Невил Шют (Nevil Shute, 1899–1960) — настоящее имя — Невил Шют Норуэй. Родился в местечке Илинг (графство Миддлсекс). В годы первой мировой войны служил в английской армии, после войны окончил Оксфордский университет. Увлекался аэронавтикой, работал инженером-авиаконструктором. Первый роман «Маразан» опубликовал в 1926 году. За этим романом последовали «Презренные» (1928) и «Что случилось с Корбеттами» (1939). С окончанием второй мировой войны Шют уехал в Австралию, где написал и опубликовал свои самые известные романы «Город как Элис» (1950) и «На берегу» (1957).В книгу вошли два лучших романа писателя: «Крысолов» и «На берегу».Драматические события романа «Крысолов» происходят во Франции и сопряжены со временем гитлеровской оккупации.
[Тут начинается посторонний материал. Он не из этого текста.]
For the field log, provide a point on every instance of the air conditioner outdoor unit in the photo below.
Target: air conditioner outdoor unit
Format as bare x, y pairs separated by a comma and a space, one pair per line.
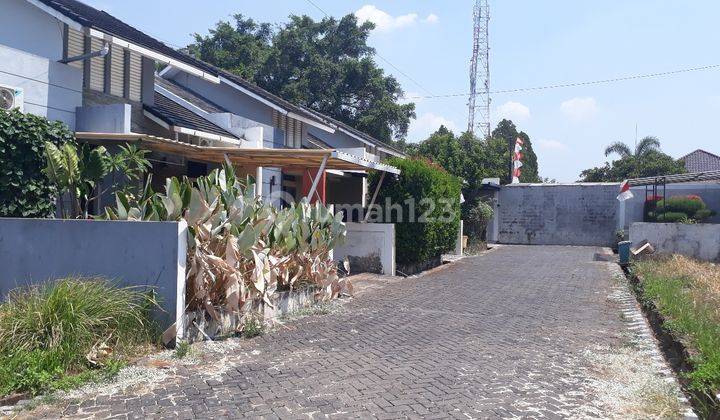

Невил Шют (Nevil Shute, 1899–1960) — настоящее имя — Невил Шют Норуэй. Родился в местечке Илинг (графство Миддлсекс). В годы первой мировой войны служил в английской армии, после войны окончил Оксфордский университет. Увлекался аэронавтикой, работал инженером-авиаконструктором. Первый роман «Маразан» опубликовал в 1926 году. За этим романом последовали «Презренные» (1928) и «Что случилось с Корбеттами» (1939). С окончанием второй мировой войны Шют уехал в Австралию, где написал и опубликовал свои самые известные романы «Город как Элис» (1950) и «На берегу» (1957).В книгу вошли два лучших романа писателя: «Крысолов» и «На берегу».Сюжет романа «На берегу» лег в основу прославленного фильма американского режиссера Стенли Крамера «На последнем берегу».Nevil Shute.
Ярослав Гавличек (1896–1943) — крупный чешский прозаик 30—40-х годов, мастер психологического портрета. Роман «Невидимый» (1937) — первое произведение писателя, выходящее на русском языке, — значительное социально-философское полотно, повествующее об истории распада и вырождения семьи фабриканта Хайна.
В книге рассказывается история главного героя, который сталкивается с различными проблемами и препятствиями на протяжении всего своего путешествия. По пути он встречает множество второстепенных персонажей, которые играют важные роли в истории. Благодаря опыту главного героя книга исследует такие темы, как любовь, потеря, надежда и стойкость. По мере того, как главный герой преодолевает свои трудности, он усваивает ценные уроки жизни и растет как личность.